As the U.S. dawdles over finalizing free-trade agreements with Colombia and other countries, Mexico is leveraging its vast array of free-trade pacts to take a bigger share of production not only from North America, but globally. Currently, their relationships are primarily with auto manufacturers, but should CEOs of other large producers be considering doing the same?
Toyota is said to be finalizing plans for its first passenger-car assembly plant in Mexico, which would end its status as the last major global car maker that doesn’t have such a presence in the country. General Motors has just announced that it will build its next-generation Chevrolet Cruze in Mexico, investing $350 million in its plant in Coahulla as part of a $5-billion investment in its Mexican plants. And BMW is the last of the major German automakers to announce a forthcoming plant in Mexico, which is to begin production in San Luis Potosi in 2019.
“Parts made in Mexico accounted for 34% of all auto components imported into the U.S. last year, while No. 2 supplier China only brought in 13%.”
Meanwhile, parts made in Mexico accounted for 34% of all auto components imported into the U.S. last year, while No. 2 supplier China only brought in 13% of such parts. Also, Mexican imports of car parts to the U.S. are up by 86% since 2008. The lessons these Mexican companies have learned—as well as the strength of their supply chain relationships—could certainly be of value to all manufacturers.
In addition, the labor-cost advantage in Mexico is becoming comparable to the manufacturing-cost edge in China, and Mexican workers’ have an increasing ability to meet the stringent quality demands of global automotive manufacturers. The biggest attraction of Mexico, however, is its unparalleled status as a beacon of free trade.

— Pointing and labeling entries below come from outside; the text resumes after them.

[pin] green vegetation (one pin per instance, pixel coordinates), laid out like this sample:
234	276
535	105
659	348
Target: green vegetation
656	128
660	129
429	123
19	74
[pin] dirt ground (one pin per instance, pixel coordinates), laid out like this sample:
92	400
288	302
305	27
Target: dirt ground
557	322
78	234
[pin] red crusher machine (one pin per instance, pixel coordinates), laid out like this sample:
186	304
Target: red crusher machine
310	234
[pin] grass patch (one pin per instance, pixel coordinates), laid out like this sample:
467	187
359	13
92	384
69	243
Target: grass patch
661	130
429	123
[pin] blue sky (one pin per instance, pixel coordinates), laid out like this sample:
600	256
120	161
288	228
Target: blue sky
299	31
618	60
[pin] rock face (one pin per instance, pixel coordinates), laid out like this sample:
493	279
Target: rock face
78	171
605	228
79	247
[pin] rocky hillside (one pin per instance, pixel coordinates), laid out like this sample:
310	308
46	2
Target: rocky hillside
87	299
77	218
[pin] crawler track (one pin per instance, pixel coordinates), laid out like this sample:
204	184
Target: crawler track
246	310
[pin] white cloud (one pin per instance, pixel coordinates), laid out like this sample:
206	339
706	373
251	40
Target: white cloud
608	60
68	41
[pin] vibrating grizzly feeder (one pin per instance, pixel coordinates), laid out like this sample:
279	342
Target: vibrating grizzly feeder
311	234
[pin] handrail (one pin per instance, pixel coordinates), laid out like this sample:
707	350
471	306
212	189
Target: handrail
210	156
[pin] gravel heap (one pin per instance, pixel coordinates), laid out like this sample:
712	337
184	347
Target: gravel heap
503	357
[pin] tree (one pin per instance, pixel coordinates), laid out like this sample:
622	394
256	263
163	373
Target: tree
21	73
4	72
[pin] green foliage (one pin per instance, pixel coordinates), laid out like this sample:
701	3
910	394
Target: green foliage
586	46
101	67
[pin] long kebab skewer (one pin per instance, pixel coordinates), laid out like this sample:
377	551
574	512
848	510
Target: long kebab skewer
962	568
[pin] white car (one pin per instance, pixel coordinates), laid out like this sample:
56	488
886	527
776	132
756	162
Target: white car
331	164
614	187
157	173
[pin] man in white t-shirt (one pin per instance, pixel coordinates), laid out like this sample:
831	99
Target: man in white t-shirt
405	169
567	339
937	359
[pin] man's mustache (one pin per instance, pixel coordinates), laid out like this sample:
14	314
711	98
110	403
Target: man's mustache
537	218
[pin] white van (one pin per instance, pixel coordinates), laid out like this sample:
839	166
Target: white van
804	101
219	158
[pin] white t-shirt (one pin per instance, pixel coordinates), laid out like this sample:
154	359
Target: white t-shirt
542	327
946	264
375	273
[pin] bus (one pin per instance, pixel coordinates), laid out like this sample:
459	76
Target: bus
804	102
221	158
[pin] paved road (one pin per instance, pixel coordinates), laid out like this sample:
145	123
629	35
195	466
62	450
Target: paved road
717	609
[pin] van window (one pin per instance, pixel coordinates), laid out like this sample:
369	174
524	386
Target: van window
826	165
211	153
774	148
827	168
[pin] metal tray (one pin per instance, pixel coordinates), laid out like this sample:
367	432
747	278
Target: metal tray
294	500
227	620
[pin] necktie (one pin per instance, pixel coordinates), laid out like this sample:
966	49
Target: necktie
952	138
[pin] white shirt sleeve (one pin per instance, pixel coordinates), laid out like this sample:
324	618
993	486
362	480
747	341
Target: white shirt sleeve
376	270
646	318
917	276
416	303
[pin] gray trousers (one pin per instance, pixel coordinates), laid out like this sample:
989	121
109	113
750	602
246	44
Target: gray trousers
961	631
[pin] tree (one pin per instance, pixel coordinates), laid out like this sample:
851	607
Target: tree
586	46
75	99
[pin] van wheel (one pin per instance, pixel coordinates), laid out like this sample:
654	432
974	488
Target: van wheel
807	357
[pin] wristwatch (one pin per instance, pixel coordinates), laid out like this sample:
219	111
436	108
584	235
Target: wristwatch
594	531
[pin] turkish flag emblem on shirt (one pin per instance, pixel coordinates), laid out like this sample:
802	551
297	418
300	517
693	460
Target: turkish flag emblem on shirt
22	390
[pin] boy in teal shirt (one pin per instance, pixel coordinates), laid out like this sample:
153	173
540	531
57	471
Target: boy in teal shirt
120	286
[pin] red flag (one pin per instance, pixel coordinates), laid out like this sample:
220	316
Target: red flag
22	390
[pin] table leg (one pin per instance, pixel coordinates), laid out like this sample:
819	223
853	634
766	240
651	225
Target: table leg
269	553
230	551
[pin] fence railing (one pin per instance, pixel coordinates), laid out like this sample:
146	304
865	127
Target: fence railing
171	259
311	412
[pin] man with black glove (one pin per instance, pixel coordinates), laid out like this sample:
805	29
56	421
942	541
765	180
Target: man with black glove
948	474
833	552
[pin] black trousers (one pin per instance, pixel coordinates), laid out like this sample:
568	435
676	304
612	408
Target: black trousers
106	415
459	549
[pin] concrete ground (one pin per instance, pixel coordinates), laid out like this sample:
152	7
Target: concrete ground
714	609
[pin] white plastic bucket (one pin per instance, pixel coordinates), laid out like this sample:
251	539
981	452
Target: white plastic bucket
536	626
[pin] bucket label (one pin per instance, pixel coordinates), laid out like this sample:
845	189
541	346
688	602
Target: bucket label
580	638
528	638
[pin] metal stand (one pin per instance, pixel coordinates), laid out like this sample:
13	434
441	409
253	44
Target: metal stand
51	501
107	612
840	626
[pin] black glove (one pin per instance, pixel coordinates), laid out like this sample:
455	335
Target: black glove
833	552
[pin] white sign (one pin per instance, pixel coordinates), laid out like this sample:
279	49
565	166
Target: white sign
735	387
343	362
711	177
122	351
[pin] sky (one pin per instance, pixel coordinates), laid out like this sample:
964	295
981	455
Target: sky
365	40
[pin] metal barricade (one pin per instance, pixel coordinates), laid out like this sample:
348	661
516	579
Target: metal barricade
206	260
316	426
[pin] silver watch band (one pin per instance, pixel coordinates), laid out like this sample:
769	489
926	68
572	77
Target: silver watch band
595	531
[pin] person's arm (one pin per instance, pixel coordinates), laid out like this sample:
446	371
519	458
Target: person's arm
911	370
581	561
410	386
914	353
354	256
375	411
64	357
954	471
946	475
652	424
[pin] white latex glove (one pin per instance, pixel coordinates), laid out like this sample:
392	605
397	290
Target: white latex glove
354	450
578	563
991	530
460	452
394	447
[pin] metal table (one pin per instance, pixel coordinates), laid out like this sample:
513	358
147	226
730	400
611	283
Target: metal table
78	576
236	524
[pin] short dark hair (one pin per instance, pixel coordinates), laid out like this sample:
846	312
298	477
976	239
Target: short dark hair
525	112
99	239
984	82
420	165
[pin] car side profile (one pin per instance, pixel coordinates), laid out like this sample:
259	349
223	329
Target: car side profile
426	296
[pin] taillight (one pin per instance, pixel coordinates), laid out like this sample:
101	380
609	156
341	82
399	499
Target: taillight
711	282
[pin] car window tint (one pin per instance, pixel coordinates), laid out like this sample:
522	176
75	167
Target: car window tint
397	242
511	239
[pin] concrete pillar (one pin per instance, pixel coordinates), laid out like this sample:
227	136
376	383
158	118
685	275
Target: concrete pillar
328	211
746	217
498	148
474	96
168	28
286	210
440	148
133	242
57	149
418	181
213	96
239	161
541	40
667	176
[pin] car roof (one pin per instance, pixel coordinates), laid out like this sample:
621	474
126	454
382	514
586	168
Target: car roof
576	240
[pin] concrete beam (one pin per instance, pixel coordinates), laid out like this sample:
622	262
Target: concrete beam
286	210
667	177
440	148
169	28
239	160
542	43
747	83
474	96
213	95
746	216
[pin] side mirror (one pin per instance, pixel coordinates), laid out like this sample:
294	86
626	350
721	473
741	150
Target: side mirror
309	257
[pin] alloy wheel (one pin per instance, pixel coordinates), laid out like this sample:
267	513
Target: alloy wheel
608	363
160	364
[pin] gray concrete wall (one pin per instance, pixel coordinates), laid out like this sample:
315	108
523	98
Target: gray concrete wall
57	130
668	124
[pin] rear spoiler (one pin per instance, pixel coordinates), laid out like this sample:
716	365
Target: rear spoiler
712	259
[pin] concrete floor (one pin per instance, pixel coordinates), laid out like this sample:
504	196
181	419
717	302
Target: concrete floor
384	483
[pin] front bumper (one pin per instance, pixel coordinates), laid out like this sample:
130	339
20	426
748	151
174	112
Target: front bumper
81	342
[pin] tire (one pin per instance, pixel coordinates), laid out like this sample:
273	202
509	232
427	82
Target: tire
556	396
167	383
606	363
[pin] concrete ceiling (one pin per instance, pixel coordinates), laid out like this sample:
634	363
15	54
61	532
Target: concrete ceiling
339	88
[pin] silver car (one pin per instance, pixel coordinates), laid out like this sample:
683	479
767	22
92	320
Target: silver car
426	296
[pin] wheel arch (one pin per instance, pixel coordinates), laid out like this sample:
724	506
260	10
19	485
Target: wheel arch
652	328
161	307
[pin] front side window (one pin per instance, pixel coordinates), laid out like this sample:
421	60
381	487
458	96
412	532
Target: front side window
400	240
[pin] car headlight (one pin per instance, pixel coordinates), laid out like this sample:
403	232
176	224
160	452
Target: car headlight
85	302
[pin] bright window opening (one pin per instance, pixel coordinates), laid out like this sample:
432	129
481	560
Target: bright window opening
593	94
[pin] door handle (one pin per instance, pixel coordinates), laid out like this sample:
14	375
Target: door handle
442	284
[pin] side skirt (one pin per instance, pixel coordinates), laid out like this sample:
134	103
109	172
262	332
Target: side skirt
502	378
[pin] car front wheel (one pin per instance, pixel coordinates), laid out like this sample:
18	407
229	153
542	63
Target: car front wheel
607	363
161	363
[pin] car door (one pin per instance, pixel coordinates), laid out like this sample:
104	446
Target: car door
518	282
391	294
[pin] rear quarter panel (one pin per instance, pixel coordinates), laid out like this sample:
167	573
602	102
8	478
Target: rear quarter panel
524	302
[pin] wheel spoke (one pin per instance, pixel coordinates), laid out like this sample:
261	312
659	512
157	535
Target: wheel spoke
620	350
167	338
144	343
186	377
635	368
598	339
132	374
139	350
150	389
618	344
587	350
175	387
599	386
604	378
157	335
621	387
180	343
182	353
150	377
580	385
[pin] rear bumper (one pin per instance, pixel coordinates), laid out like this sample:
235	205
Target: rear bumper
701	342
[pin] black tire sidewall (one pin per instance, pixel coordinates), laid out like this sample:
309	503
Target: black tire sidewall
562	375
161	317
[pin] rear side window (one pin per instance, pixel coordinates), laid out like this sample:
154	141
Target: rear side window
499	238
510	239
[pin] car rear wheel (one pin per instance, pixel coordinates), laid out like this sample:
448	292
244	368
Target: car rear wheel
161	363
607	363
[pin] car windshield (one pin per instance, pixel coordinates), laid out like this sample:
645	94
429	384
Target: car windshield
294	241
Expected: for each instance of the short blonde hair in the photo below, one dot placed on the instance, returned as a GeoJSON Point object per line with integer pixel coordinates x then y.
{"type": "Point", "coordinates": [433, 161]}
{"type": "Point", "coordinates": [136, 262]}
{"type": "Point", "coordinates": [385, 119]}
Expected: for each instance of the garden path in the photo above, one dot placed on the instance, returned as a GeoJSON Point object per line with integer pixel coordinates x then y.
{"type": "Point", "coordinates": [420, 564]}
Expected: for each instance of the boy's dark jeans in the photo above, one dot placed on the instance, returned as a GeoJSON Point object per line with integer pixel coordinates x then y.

Audi, for instance, decided two years ago to construct a new plant to build its Audi Q5 in San Jose Chiapa, Mexico, as its source for the vehicle in worldwide markets beginning in 2016, winning out over Chattanooga, Tenn. next to the Volkswagen factory.
In the end, a major factor that tilted Audi executives in the direction of Mexico was the nation’s free-trade agreements with more than 40 different countries, Rupert Stadler, chairman of Audi AG told The Wall Street Journal. The lack of a duty tax on Q5s shipped abroad will shave several thousand dollars off the price of that vehicle compared with having an origin in the U.S., which lacks free-trade pacts with many more countries than Mexico.
Clearly, Mexico’s free trade agreement offer tremendous opportunity for companies both large and small. Particularly for products and parts being shipped to the United States, the savings in shipping alone over Asia is significant. As the American economy continues a gradual recovery, as Europe remains stagnant and China cools off, CEOs should take a closer look at the benefits of manufacturing in Mexico.